The conflict between different worlds creates tension throughout The Awakening. Light opposes dark, the old world opposes the new. The tension between the pastoral and urban are represented by the difference between Philadelphia and Talamh; one is a pre-industrial world and the other technologically advanced. As Marg explains to Breen: “Some, as the world you were reared in most of your life, wish for machines and technology to both build and destroy. But here, we have chosen to abjure such things and hold on to the magicks, their powers and their beauties” (177).

In Talamh, the pastoral way of life supports the inhabitants’ practice of magicks (though Breen can perform her spells like fire-lighting in the earth world as well). The earth world, for the most part, regards the paranormal with suspicion, hostility, or downright disbelief, as Marco demonstrates in the ending scene, and as Breen flippantly tells Marg when she dismisses the claim of an alternate reality.
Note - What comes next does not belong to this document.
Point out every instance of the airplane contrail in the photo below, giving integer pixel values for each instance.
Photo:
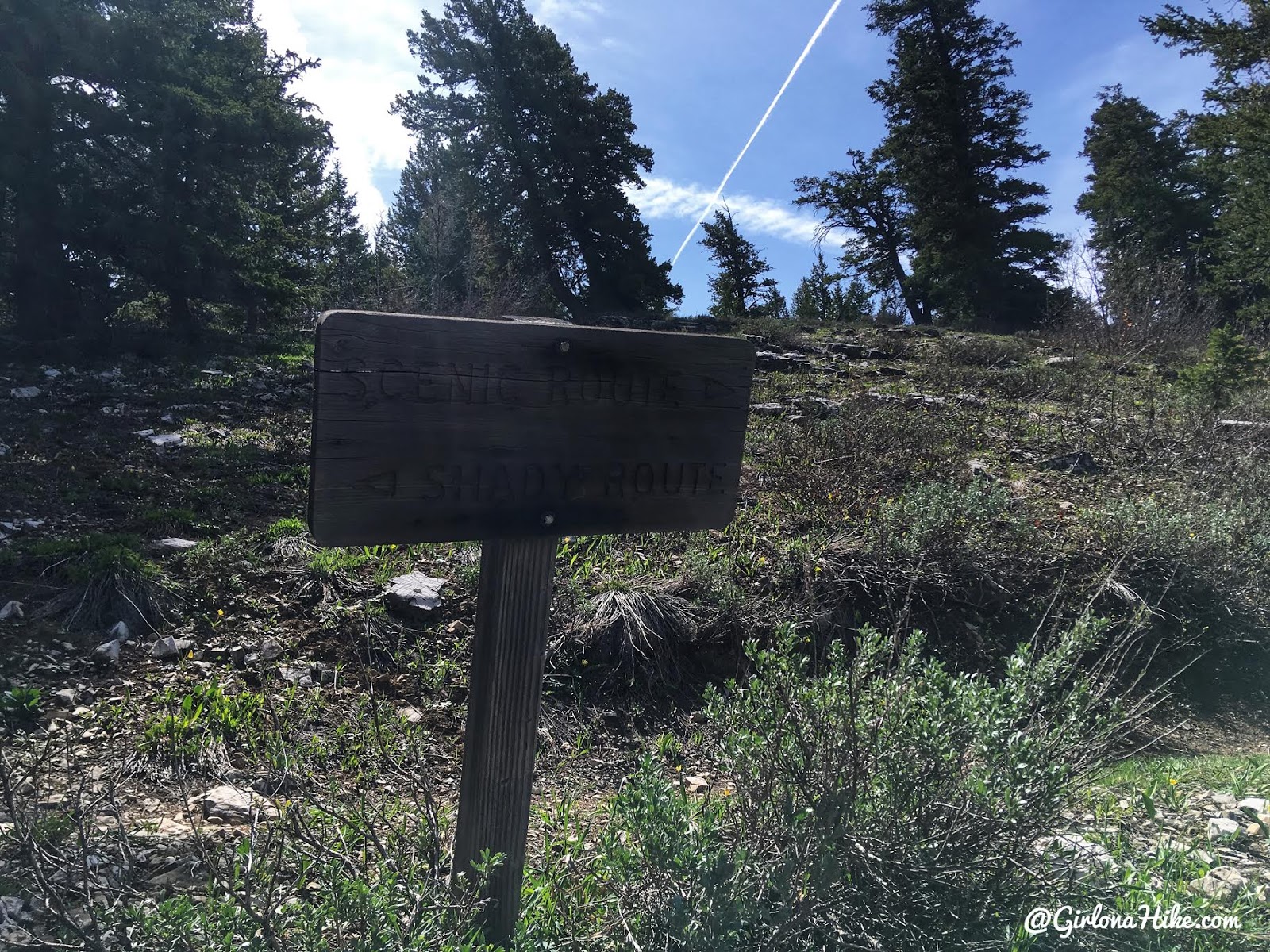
(759, 129)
Another world first opens up for Breen when she discovers the money her mother has hidden from her. This inheritance gives her a version of her known world where she is free of debt, can quit a job she’s not suited for, and can travel as she wishes. As Ireland provides the bridge between Philadelphia and Talamh, Breen moves from her apartment to the cottage, slowly transitioning from her modern world to one where fires are lit by intention and blood sacrifice can give an angry god untold powers.
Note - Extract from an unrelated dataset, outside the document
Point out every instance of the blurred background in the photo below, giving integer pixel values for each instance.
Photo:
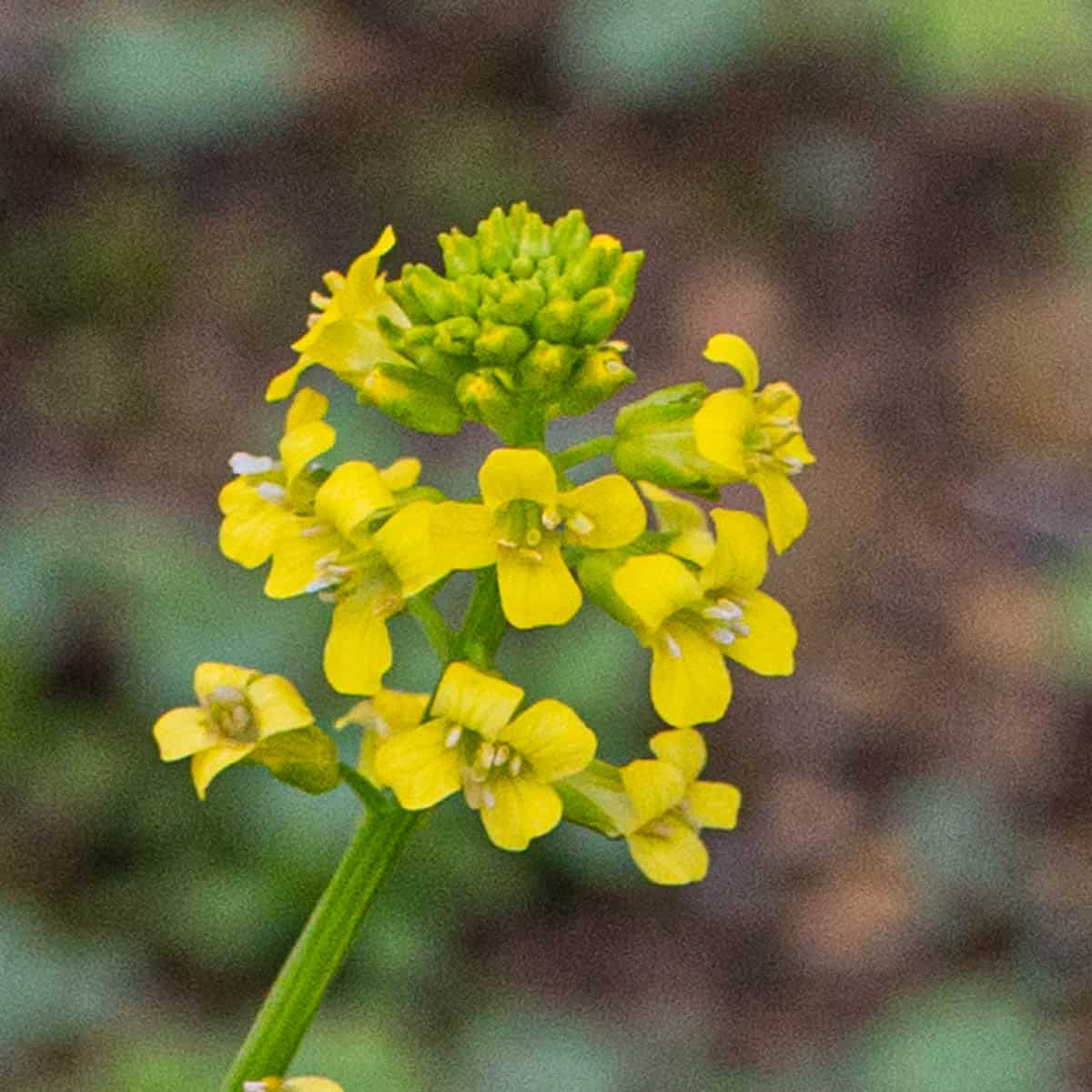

Breen is the bridge between these worlds, just as Ireland is a transition and connecting point on her journey to discovering Talamh. Fey Cottage, Breen’s home away from home, holds her private world where she has time to walk, reflect, blog, and work on her stories. The Welcoming Tree, a natural feature modified with human-made elements, is the point of access between these worlds. Breen is also the key by which Odran hopes to enter her world. Breen’s worlds function like two halves of her life, each offering her something she craves. However, Breen finds, like many people who try to negotiate two worlds, that the demands of each conflict.
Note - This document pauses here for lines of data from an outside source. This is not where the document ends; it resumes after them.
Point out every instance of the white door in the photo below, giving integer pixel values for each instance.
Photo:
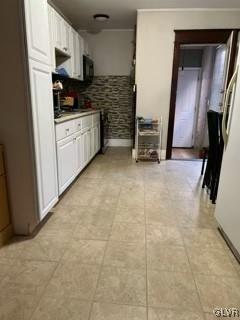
(186, 100)
(44, 135)
(219, 78)
(227, 209)
(66, 162)
(79, 160)
(36, 17)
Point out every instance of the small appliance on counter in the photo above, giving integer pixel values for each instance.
(88, 69)
(70, 102)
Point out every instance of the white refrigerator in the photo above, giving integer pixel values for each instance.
(227, 210)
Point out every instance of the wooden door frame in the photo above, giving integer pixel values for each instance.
(206, 36)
The role of agency plays out in the navigation between worlds. Breen is offered the choice of a third world in the dream vision where Odran invites her to rule with him. In contrast to the green beauty and magical mists of Talamh, Odran’s world is one of black towers, stone cliffs, and rocky seas, the scent of fire and war, and the shedding of blood. Breen struggles again with her choice in the final chapter when Keegan comes to Philadelphia. He realizes that in imposing her duty upon her, he is taking away her choice. However, Bree chooses to accept that she is the Chosen One and takes up that duty; Roberts portrays this as her claiming agency. Marco’s choice to hang on to Breen collapses the distinction between her two worlds and allows her to focus on Talamh in the next two books of the series, The Becoming and The Choice.